Presser was a Dutch Jew who survived in hiding in the Netherlands after failing to escape to Britain and a failed suicide attempt. After the war, he spent 15 years researching the book, combing through the vast archive of the Dutch National Institute for War Documentation. It was an immediate best-seller in the Netherlands when it was published. This translation first appeared in 1968.
In Presser's analysis, the destruction of the Dutch Jews fell into three phases: the early measures to isolate the community; their forced removal from the provinces and concentration in Amsterdam; and the deportations to the death camps in Poland.
His unflinching account of the indifference and passivity of most Dutch people challenged the complacent self-image the Dutch had of themselves as resisters of the Nazis. His work prompted much soul-searching, and inspired a younger generation of scholars to drill down deeply into the nation's wartime history.

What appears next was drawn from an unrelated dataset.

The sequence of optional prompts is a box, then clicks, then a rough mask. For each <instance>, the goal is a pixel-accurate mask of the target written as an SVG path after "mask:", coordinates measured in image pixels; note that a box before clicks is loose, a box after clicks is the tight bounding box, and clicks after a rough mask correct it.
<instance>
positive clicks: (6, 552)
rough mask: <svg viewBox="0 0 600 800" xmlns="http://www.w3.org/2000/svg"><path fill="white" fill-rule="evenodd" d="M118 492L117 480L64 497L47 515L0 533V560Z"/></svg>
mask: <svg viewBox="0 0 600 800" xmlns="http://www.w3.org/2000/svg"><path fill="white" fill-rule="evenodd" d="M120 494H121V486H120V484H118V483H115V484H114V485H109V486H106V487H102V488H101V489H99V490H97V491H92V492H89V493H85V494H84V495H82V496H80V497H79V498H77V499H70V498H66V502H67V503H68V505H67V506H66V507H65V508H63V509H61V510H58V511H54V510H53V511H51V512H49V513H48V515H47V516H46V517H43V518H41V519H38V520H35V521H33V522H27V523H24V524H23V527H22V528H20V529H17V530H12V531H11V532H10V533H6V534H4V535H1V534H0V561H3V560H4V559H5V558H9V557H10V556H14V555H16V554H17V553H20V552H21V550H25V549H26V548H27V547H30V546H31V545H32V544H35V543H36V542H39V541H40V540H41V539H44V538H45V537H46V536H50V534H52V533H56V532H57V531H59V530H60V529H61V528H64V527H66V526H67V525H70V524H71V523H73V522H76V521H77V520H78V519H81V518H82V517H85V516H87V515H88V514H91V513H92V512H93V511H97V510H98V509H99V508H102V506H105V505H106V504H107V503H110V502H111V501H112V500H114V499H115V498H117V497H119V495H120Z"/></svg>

Yet he was also criticized, particularly for having written from the perspective of the victims and for including such emotive material. Today, such criticism appears strange, when a book such as Saul Friedlander's The Years of Extermination is hailed a masterpiece precisely for the inclusion of such material.
Ashes in the Wind must be understood, however, as a document of its time. Not all of its judgments appear sound today. Presser's condemnation of the Jewish Council, for example, for doing the Nazis' work for them seems now to be harsh.
Recent scholarship is more nuanced and acknowledges that Jewish councils frequently faced what the Israeli historian Yehuda Bauer has termed "choiceless choices".
Though not a Holocaust memoir, the book owes much to Presser's own story. His wife Deborah was deported and murdered in Sobibor. He managed to stay hidden for two years, during which he researched and wrote a history of America, among other works. He was able to do this because non
Jewish colleagues and friends sheltered him and brought him books, letters and research materials.
Presser saw the best and the worst of the Dutch response to Nazi occupation. To an impressive extent he carried this balanced view into his remarkable book.